Why is some wine so eye-wateringly expensive though - and would most people notice a huge difference from their normal bottle?

We spoke to wine experts Jilly Goolden and Joe Fattorini to find out.

So, would you taste the difference?

Media captionWine drinkers toast cellar confusion after £4,500 bottle mix-up

Fattorini, presenter of The Wine Show who goes by the nickname Obi Wine Kenobi, is certain the lucky customers at Hawksmoor would have known they had something special on their hands.

"I suspect they would have gone: 'wow, that's extraordinary!'," he says. "It does taste different and it would taste fabulous so undoubtedly you would know."

So for those of us who would struggle to justify spending quadruple figures on anything, let alone a single bottle of wine, how does this one - a Chateau le Pin Pomerol 2001- actually taste?

"It's really, really good," enthuses Fattorini. "I haven't had the 2001, which is quite hard to get hold of. But it's the epitome of their house style.

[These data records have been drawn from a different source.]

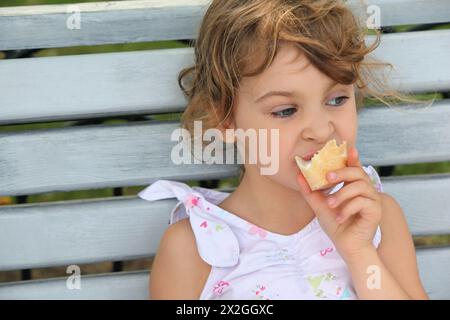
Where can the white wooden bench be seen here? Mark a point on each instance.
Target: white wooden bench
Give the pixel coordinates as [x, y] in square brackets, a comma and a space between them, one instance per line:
[143, 83]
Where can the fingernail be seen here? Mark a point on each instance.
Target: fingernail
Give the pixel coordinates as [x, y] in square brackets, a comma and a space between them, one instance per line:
[331, 200]
[332, 175]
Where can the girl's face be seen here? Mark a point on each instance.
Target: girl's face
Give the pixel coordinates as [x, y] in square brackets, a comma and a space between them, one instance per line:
[306, 106]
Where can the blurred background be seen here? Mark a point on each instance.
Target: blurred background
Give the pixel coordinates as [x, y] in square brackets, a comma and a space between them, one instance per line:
[421, 168]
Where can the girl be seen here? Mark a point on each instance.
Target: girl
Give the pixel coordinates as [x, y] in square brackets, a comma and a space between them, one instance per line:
[301, 67]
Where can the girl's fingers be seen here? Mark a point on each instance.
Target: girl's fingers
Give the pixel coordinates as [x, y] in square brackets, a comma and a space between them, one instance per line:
[353, 207]
[353, 157]
[315, 199]
[349, 191]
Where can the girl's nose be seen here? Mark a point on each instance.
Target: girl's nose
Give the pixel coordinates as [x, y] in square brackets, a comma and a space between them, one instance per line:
[317, 127]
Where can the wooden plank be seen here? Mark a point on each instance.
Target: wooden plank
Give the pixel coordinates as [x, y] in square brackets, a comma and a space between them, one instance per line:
[433, 268]
[146, 20]
[121, 22]
[110, 286]
[143, 82]
[88, 231]
[92, 157]
[398, 135]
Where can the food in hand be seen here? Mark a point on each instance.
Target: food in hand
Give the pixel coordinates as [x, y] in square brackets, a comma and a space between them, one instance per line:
[331, 157]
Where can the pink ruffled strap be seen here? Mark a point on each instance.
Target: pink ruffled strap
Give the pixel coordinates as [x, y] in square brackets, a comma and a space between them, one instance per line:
[216, 242]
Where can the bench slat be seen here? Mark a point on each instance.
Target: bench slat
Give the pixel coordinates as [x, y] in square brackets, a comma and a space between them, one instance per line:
[97, 156]
[138, 21]
[143, 82]
[433, 268]
[114, 286]
[88, 231]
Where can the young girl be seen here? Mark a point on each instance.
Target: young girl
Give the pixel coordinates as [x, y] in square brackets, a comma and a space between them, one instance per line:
[298, 66]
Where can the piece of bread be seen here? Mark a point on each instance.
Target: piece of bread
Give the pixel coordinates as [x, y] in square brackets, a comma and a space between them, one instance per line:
[330, 157]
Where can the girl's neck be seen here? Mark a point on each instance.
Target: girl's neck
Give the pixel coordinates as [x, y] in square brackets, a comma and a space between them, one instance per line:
[268, 205]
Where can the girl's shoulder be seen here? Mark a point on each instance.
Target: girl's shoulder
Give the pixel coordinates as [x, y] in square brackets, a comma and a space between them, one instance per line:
[178, 271]
[213, 228]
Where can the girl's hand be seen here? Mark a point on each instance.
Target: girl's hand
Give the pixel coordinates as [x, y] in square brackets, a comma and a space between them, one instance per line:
[350, 222]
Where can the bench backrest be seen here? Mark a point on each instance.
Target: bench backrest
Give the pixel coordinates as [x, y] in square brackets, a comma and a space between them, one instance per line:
[145, 82]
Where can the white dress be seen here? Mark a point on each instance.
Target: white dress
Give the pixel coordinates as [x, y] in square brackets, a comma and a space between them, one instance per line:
[248, 262]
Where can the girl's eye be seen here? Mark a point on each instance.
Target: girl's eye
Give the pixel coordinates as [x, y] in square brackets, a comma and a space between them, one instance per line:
[284, 113]
[340, 100]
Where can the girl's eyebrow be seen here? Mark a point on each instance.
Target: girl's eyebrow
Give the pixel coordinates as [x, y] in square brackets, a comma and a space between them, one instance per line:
[288, 93]
[275, 93]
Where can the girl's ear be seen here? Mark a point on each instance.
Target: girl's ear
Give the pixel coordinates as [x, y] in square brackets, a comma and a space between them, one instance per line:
[227, 128]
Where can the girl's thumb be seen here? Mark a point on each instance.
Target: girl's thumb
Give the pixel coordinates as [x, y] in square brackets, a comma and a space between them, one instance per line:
[304, 186]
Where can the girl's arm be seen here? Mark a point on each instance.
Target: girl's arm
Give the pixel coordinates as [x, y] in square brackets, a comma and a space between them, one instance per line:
[394, 264]
[178, 271]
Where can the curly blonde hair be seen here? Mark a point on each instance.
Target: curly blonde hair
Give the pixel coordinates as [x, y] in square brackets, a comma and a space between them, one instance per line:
[237, 34]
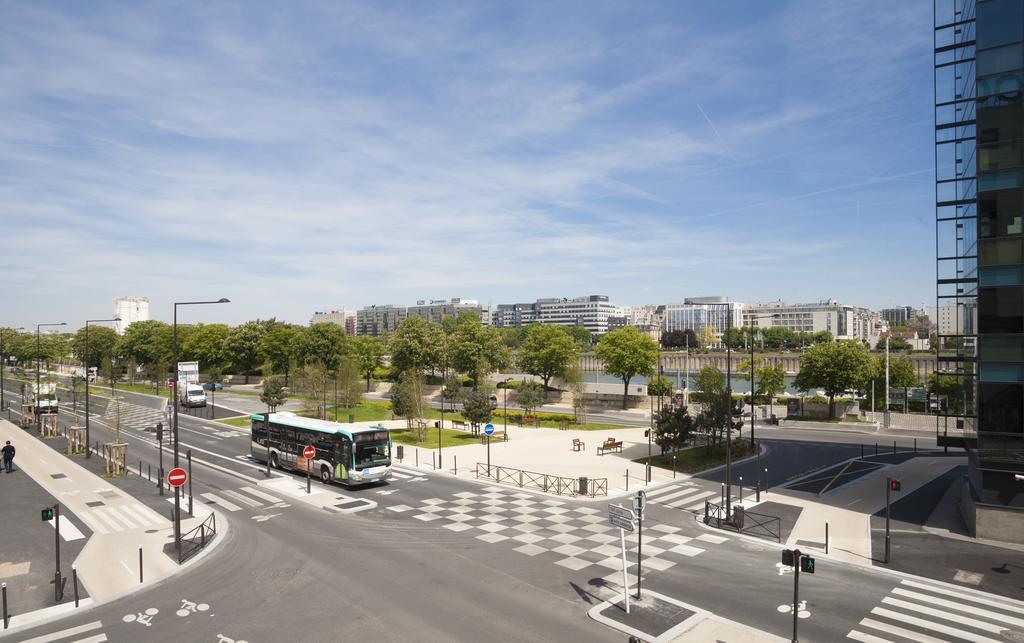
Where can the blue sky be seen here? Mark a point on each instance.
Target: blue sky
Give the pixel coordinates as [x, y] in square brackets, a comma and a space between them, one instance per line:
[307, 156]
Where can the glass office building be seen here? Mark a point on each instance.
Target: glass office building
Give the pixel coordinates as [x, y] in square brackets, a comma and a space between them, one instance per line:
[979, 158]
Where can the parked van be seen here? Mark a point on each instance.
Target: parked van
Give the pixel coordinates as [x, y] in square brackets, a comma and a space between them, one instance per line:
[190, 395]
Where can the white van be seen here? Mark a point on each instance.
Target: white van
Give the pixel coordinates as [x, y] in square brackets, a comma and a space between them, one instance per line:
[192, 395]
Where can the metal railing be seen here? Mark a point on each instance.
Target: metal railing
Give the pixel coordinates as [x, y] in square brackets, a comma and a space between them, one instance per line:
[742, 521]
[196, 540]
[543, 481]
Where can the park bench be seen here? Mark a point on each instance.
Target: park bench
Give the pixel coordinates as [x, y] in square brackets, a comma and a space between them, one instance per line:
[609, 444]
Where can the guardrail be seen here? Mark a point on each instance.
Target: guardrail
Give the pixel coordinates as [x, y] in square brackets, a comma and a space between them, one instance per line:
[560, 485]
[196, 540]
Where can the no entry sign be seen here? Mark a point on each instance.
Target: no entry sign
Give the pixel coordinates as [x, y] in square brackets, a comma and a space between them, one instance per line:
[176, 476]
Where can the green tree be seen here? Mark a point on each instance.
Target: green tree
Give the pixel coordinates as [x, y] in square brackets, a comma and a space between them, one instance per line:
[530, 396]
[477, 350]
[205, 344]
[835, 368]
[901, 374]
[547, 351]
[323, 343]
[273, 393]
[414, 345]
[369, 354]
[627, 352]
[242, 347]
[102, 341]
[148, 343]
[279, 348]
[476, 408]
[673, 428]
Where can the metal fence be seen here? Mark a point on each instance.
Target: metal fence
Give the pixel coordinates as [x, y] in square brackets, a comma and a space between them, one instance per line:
[742, 521]
[196, 540]
[543, 481]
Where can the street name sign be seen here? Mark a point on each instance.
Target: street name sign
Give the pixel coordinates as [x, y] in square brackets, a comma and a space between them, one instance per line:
[622, 517]
[176, 477]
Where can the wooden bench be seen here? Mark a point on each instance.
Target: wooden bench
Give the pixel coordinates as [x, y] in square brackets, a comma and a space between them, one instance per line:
[609, 444]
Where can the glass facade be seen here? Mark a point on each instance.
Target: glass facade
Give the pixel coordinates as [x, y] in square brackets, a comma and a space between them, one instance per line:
[979, 158]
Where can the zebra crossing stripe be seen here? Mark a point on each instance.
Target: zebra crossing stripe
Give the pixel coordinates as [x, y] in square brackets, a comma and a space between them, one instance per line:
[938, 613]
[242, 499]
[252, 490]
[216, 500]
[866, 638]
[971, 609]
[935, 627]
[70, 632]
[906, 634]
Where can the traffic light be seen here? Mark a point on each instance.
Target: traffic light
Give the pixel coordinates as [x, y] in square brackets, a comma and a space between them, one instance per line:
[807, 564]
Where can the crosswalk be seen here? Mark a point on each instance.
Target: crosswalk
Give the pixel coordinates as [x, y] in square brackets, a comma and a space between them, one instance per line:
[914, 610]
[69, 635]
[687, 497]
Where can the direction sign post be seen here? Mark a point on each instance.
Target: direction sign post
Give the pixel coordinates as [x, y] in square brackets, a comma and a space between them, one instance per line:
[176, 477]
[488, 429]
[308, 453]
[623, 518]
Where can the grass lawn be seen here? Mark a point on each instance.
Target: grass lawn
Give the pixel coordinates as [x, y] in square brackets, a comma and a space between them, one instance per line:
[697, 459]
[449, 438]
[241, 422]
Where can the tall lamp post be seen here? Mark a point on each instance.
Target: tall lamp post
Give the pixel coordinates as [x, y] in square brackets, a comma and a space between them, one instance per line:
[753, 319]
[3, 366]
[174, 402]
[85, 362]
[39, 368]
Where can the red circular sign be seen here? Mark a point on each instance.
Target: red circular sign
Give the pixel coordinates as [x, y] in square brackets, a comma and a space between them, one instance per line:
[176, 476]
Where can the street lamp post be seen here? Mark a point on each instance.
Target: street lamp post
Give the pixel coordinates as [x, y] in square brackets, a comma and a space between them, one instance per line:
[39, 368]
[174, 402]
[3, 367]
[85, 362]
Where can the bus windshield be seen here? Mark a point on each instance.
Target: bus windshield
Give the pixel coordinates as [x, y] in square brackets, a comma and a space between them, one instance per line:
[372, 454]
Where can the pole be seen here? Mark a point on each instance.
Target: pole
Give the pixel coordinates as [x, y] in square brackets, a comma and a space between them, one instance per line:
[57, 594]
[796, 592]
[188, 460]
[888, 486]
[626, 579]
[886, 413]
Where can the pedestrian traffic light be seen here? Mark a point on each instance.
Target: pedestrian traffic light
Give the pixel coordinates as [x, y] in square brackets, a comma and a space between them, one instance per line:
[807, 564]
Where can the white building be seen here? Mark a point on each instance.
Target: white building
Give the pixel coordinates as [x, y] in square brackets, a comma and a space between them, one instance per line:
[697, 313]
[825, 315]
[130, 309]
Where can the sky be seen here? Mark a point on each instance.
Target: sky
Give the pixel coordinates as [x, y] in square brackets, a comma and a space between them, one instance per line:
[303, 156]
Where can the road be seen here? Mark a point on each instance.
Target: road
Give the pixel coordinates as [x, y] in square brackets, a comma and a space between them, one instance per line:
[428, 557]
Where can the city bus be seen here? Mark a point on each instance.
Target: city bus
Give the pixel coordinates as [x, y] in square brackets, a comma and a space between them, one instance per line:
[344, 454]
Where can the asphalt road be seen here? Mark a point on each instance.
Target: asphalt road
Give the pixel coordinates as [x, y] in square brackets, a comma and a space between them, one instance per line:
[408, 567]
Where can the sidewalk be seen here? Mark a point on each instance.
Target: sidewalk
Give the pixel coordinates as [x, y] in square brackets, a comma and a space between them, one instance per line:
[108, 565]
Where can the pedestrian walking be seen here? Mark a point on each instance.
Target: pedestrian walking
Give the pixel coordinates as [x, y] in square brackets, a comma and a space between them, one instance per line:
[8, 457]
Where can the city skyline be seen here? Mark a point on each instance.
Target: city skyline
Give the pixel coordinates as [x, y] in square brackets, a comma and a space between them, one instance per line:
[514, 152]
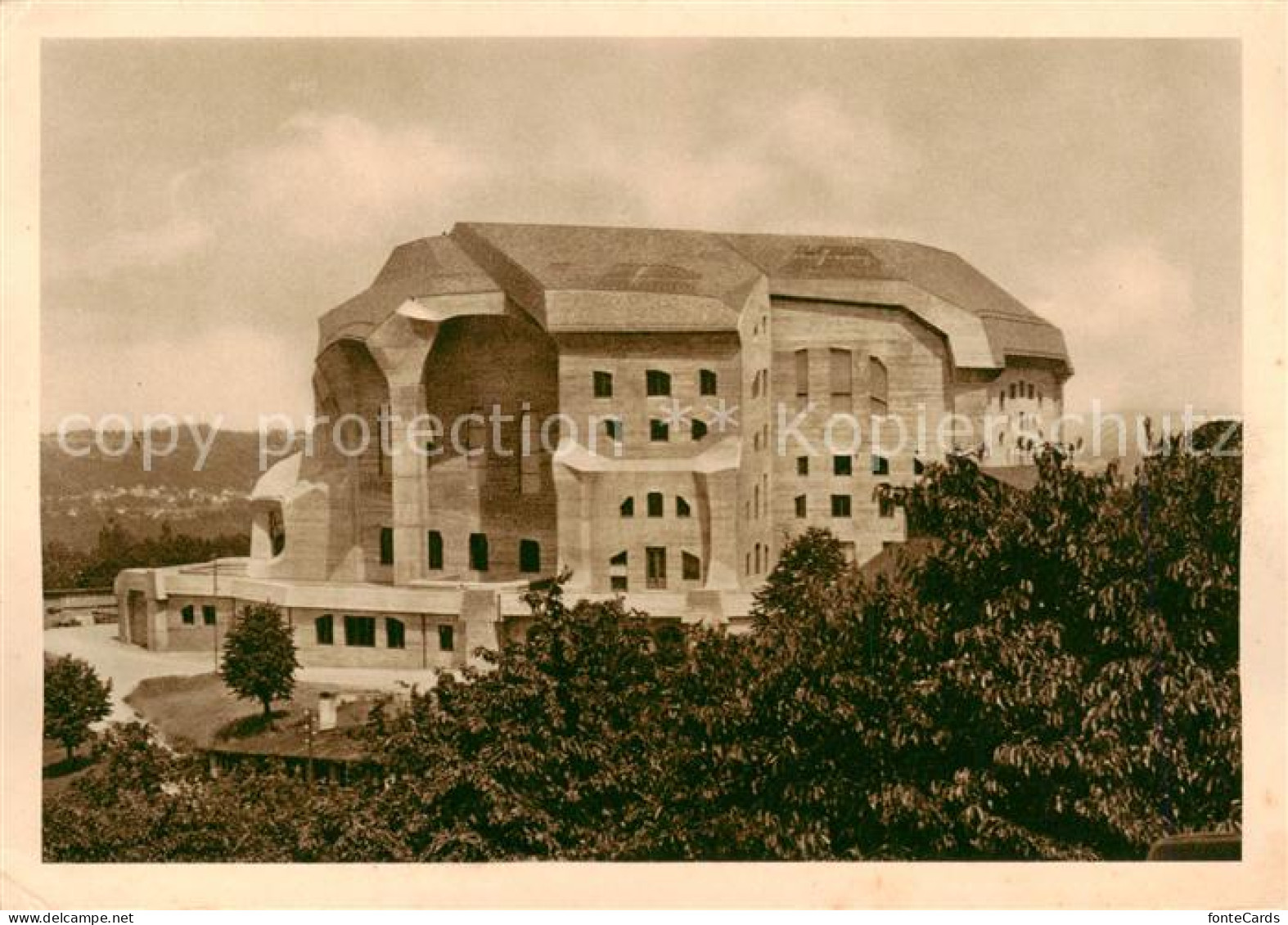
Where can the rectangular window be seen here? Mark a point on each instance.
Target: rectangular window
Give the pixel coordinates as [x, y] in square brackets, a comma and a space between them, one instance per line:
[603, 385]
[478, 552]
[529, 555]
[841, 372]
[529, 473]
[655, 565]
[803, 372]
[396, 635]
[359, 631]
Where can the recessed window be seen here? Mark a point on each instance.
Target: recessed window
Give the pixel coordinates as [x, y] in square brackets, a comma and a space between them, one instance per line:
[841, 372]
[529, 556]
[396, 635]
[603, 385]
[879, 388]
[803, 372]
[529, 473]
[655, 382]
[359, 631]
[655, 566]
[276, 532]
[478, 552]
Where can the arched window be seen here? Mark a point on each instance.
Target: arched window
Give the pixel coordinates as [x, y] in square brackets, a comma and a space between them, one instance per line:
[841, 372]
[803, 372]
[879, 388]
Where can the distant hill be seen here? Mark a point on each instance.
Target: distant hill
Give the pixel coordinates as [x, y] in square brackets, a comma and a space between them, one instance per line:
[81, 493]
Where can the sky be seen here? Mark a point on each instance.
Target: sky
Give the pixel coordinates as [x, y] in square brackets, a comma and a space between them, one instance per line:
[205, 201]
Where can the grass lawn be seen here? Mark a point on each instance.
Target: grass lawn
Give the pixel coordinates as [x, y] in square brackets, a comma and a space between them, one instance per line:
[199, 711]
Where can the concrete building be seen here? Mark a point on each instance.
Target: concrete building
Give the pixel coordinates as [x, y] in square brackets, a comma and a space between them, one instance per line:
[704, 397]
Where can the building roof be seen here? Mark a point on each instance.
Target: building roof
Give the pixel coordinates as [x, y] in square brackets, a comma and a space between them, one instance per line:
[586, 278]
[1010, 328]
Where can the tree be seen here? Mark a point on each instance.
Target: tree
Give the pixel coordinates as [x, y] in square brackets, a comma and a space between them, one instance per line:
[259, 657]
[75, 698]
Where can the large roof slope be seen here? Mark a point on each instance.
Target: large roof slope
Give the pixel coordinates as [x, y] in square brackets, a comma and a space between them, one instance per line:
[529, 262]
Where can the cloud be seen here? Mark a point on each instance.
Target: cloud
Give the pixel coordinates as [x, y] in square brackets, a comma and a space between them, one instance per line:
[1137, 335]
[127, 249]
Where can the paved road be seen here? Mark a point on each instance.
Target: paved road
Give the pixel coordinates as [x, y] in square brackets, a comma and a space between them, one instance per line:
[127, 666]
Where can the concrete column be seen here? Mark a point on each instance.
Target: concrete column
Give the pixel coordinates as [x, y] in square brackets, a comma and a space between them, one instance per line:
[399, 348]
[719, 496]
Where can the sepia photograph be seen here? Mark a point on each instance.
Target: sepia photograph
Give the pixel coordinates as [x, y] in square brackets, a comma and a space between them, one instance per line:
[475, 449]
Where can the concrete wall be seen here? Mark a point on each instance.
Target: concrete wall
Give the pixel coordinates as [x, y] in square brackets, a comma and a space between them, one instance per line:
[478, 363]
[919, 385]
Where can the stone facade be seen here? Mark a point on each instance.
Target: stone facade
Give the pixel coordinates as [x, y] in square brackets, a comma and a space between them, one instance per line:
[655, 412]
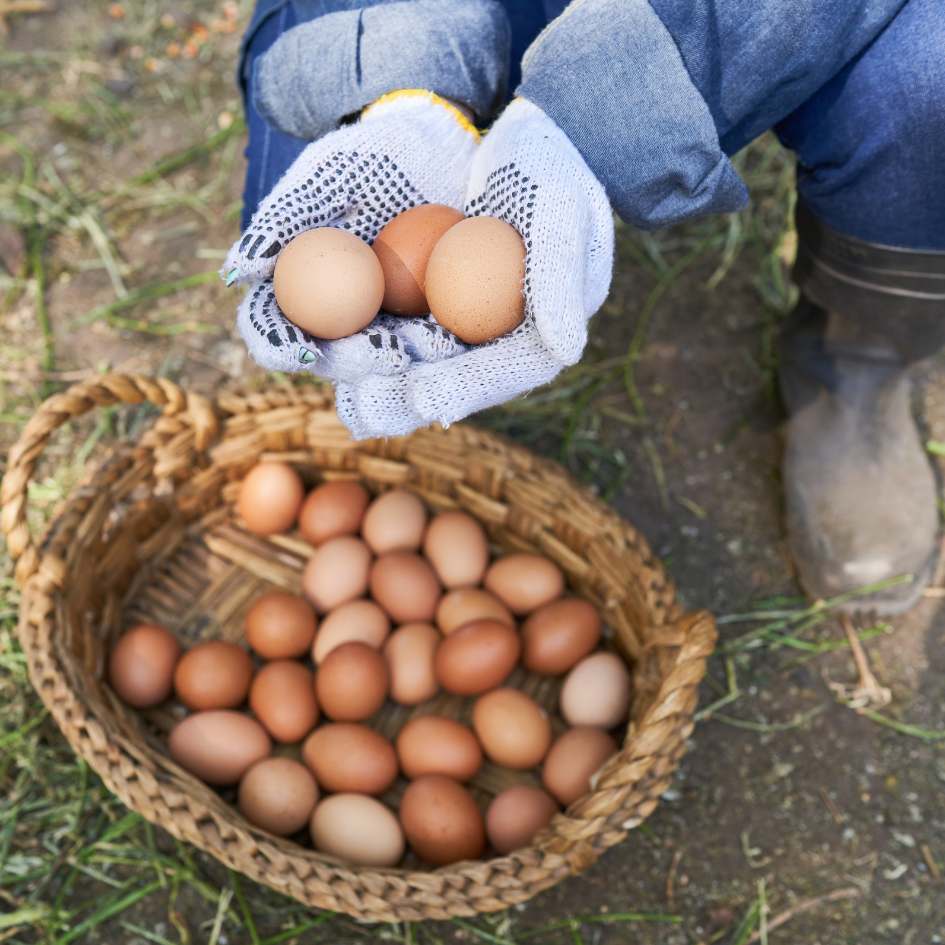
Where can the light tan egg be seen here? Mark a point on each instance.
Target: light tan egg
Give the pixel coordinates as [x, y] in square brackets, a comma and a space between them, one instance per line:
[328, 282]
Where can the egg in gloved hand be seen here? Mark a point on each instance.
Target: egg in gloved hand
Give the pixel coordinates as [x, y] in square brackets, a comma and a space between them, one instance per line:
[328, 282]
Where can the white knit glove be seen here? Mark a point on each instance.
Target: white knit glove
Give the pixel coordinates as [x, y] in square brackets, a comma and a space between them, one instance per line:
[527, 173]
[408, 148]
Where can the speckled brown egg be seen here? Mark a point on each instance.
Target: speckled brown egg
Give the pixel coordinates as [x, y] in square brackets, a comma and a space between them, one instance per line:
[433, 744]
[269, 498]
[337, 572]
[596, 691]
[351, 683]
[405, 585]
[442, 821]
[346, 756]
[403, 249]
[283, 698]
[332, 509]
[572, 759]
[141, 665]
[458, 549]
[218, 746]
[513, 729]
[524, 582]
[394, 521]
[328, 282]
[477, 657]
[516, 815]
[280, 625]
[360, 621]
[558, 635]
[410, 651]
[213, 675]
[475, 279]
[278, 795]
[358, 830]
[459, 607]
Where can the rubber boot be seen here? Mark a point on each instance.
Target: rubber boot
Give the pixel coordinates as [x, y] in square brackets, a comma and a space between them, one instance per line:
[860, 493]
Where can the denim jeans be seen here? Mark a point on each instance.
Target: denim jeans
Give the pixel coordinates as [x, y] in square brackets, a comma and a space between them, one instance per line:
[870, 141]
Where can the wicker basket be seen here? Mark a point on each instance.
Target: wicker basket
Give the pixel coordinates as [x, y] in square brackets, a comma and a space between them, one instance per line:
[152, 534]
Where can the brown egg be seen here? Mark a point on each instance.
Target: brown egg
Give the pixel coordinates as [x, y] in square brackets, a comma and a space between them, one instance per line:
[283, 697]
[403, 249]
[513, 729]
[278, 795]
[269, 498]
[558, 635]
[394, 522]
[357, 829]
[351, 683]
[573, 759]
[458, 549]
[328, 282]
[213, 675]
[337, 572]
[409, 653]
[406, 587]
[332, 509]
[524, 582]
[516, 815]
[442, 821]
[360, 621]
[476, 657]
[346, 756]
[432, 744]
[596, 691]
[218, 746]
[475, 279]
[280, 626]
[457, 608]
[141, 665]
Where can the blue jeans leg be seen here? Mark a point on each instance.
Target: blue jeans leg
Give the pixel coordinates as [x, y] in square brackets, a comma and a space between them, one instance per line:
[871, 142]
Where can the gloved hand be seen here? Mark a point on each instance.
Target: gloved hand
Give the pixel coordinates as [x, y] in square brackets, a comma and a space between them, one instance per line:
[408, 148]
[527, 173]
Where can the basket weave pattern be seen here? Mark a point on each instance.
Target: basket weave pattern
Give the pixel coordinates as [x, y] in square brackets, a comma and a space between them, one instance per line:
[152, 534]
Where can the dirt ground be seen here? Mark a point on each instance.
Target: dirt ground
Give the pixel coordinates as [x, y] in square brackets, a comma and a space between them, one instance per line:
[794, 819]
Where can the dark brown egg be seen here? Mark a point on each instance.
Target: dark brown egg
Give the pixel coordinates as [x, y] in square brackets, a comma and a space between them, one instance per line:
[278, 795]
[218, 746]
[403, 249]
[458, 549]
[269, 498]
[141, 665]
[404, 584]
[516, 815]
[351, 683]
[213, 675]
[477, 657]
[333, 509]
[432, 744]
[441, 821]
[559, 635]
[524, 582]
[345, 756]
[283, 697]
[280, 626]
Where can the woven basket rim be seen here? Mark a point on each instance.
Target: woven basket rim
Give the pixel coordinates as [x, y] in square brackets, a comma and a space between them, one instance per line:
[627, 788]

"It's glossy, rich and voluptuous with lots of cherries and leaves your mouth coated with a glycerine feel. It's exceptional."

 A £4,500 wine - or a £4.50 wine?

But Goolden disagrees - believing that quite simply, "you wouldn't know if you were tasting wine worth £4,500".

"It would be much better than a house red - but then almost anything is better than that", the writer and television presenter said.

"The other thing to consider is that a 2001 wine is obviously 18 years old, so it would be very unlike a wine you would buy just when you're out and about in a wine shop.

"It's a very old wine. It would look different and would probably have lost quite a lot of fruit - those drinking it might even have been disappointed."

How can it cost so much?

Le Pin has been described as among the most expensive wines in the world. But why is that?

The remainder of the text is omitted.